Cuomo has defended the March 25 directive as ensuring sick and elderly patients who weren’t well enough to return to their communities had somewhere to go if hospital beds overfilled as officials then worried.
But Hanse said the policy tied the hands of nursing home leaders who were afraid of residents becoming infected from new patients, or who wanted to require symptomatic patients be tested for COVID-19 so nursing homes could place them in the right unit.
“There’s now a clear recognition that the nursing home resident is the least among all the members of our community that can handle the COVID-19 virus,” he said.

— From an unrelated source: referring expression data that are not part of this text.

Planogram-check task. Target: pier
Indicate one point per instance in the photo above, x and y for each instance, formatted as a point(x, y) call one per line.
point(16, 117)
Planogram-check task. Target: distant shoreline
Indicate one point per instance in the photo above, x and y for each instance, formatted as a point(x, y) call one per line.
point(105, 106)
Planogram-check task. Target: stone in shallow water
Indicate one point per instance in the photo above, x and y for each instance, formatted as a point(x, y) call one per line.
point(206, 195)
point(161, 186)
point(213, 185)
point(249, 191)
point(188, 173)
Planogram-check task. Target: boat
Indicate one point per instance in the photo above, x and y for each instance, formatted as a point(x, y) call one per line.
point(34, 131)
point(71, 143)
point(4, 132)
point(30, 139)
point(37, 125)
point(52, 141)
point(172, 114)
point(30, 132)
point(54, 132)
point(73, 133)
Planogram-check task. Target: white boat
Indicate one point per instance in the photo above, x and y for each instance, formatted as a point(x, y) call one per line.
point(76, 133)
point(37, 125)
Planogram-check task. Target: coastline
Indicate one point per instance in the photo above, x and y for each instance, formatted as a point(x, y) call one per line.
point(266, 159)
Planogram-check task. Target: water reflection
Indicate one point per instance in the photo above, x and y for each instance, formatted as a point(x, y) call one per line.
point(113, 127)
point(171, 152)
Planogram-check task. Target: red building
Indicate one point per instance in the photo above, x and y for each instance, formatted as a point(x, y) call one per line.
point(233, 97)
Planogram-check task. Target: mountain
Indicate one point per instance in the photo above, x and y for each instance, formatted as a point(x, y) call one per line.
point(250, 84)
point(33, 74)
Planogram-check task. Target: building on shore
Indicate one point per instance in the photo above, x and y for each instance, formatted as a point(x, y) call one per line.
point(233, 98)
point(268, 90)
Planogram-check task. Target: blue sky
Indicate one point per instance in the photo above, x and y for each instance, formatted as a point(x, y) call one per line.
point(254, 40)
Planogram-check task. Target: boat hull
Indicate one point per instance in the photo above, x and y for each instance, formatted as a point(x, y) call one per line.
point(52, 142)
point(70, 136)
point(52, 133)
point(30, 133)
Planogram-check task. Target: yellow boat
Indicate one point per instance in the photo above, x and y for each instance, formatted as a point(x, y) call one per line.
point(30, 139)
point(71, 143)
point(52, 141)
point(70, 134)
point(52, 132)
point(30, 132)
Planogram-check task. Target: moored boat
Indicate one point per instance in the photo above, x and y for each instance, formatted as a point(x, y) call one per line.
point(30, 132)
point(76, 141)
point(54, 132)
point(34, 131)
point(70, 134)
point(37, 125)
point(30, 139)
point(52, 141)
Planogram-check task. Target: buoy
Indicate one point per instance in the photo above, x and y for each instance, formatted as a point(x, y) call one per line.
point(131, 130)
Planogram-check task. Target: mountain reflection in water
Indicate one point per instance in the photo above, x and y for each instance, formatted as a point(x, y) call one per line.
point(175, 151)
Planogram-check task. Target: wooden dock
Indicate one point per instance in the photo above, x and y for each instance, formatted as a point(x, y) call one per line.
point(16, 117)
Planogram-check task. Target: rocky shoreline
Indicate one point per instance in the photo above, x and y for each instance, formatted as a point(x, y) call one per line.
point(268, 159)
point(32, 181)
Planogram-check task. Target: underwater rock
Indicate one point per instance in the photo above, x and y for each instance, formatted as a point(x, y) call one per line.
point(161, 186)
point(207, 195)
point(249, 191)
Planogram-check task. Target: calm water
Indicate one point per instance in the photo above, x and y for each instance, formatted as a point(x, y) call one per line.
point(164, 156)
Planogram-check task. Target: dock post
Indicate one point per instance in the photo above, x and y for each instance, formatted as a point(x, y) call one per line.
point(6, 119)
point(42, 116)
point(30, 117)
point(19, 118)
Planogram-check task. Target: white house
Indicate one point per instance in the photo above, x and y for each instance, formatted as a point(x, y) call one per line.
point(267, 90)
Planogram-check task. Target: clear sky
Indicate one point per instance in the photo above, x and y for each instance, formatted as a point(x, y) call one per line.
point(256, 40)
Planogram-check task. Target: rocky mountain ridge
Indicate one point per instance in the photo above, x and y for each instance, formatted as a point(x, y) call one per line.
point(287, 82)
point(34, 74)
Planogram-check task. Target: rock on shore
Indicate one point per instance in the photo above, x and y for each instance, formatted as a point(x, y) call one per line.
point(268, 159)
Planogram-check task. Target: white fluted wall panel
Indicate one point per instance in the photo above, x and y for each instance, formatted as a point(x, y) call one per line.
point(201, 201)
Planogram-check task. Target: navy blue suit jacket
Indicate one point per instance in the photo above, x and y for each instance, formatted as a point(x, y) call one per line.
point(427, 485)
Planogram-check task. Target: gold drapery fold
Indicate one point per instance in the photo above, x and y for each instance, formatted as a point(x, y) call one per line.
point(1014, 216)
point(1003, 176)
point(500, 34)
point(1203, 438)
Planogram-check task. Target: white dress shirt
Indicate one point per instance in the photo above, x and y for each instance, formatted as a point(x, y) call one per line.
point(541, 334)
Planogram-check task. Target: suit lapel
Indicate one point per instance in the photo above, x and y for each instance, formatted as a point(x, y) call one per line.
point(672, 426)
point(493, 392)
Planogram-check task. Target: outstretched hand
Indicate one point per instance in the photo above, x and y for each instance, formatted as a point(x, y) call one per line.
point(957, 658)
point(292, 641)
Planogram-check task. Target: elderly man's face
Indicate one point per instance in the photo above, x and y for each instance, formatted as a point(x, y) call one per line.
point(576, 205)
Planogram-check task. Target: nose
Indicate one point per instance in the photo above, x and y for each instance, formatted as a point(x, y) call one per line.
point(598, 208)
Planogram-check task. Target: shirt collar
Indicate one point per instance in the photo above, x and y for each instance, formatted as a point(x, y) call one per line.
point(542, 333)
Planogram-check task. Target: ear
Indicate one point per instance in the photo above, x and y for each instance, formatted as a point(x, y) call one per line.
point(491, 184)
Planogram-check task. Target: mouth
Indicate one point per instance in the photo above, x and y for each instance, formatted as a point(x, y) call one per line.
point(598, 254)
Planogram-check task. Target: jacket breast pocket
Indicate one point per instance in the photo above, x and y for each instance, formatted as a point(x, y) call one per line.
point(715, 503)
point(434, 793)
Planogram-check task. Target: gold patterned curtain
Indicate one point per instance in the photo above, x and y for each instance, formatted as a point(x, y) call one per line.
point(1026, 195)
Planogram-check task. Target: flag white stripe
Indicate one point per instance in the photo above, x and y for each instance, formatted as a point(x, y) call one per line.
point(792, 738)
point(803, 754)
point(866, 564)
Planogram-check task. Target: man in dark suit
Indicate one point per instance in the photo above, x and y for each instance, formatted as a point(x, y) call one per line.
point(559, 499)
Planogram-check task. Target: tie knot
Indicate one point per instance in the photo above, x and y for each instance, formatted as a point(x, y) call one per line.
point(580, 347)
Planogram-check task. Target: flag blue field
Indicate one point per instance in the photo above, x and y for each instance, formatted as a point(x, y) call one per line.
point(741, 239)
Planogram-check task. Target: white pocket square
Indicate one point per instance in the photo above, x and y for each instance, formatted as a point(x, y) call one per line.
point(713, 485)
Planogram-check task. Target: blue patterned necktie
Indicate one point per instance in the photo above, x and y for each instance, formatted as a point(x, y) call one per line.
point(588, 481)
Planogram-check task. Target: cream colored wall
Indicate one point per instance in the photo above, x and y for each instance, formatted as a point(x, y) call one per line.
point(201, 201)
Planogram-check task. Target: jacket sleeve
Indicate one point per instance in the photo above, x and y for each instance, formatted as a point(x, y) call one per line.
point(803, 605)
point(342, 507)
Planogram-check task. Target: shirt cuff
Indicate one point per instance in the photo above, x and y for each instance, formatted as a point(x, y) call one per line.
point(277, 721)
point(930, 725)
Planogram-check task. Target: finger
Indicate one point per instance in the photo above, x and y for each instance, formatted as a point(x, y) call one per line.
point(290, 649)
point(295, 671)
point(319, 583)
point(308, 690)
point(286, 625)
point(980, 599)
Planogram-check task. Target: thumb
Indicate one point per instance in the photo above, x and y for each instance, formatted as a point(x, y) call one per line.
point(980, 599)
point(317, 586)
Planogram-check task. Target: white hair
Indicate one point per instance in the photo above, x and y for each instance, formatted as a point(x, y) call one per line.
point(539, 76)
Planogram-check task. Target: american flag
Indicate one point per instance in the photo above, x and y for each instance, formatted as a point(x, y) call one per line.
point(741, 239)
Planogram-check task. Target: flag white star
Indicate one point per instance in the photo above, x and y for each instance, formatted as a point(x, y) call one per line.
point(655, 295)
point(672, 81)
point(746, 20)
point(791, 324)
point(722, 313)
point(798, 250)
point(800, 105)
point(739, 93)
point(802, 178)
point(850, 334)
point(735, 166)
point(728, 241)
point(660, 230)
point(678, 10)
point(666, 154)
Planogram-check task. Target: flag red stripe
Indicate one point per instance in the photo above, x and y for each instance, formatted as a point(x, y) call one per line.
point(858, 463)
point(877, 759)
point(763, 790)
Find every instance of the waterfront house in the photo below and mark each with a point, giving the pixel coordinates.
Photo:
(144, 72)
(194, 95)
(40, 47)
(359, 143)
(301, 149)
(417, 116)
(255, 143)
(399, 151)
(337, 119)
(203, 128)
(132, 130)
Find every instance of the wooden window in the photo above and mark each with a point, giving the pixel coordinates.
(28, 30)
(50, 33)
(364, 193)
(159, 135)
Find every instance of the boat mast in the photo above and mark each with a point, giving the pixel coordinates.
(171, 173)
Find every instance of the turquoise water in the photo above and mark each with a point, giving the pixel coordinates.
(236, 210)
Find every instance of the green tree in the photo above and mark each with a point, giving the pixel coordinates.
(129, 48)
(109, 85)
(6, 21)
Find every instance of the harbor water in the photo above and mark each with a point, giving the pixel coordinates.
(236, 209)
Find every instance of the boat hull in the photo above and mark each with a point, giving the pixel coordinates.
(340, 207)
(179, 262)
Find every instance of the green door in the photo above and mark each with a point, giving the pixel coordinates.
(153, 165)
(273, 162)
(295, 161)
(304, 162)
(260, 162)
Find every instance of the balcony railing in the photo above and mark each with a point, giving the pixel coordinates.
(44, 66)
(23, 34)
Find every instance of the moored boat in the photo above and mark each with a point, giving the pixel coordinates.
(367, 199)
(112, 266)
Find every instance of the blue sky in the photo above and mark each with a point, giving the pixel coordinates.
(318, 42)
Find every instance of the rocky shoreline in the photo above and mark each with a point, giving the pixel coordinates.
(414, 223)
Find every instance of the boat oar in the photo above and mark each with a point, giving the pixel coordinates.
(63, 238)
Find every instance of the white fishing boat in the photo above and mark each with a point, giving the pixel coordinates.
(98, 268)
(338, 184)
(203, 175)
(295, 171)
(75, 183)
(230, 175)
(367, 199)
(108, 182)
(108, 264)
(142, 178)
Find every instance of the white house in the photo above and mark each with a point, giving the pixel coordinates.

The head of a union that represents 60,000 New York nursing home workers said they did all they could to care for residents.
“They did so at great physical and emotional cost, in many cases without adequate personal protective equipment and while being denied needed paid sick time,” said George Gresham, president of union 1199SEIU.
New York officials have said that the March 25 directive was never intended to force nursing homes to take patients they weren’t equipped to care for, and that they should have spoken up if that was the case. Officials also have noted that some other states, including neighboring New Jersey, had similar policies.
Michael Dowling, CEO of hospital chain Northwell Health — which sent more than 1,700 COVID-19 patients to nursing homes, according to the AP’s count — said those who claim that nursing home admission policies from hospitals caused the fatalities are “not supported by the facts.”
Nursing home residents’ advocate Richard Mollot said while the report might answer some questions about the virus’ devastating spread through the facilities, bigger, underlying issues — like the industry’s history of infection-control lapses — remain.
“There is, unfortunately, plenty of blame to go around,” said Mollot, executive director of the Long Term Care Community Coalition.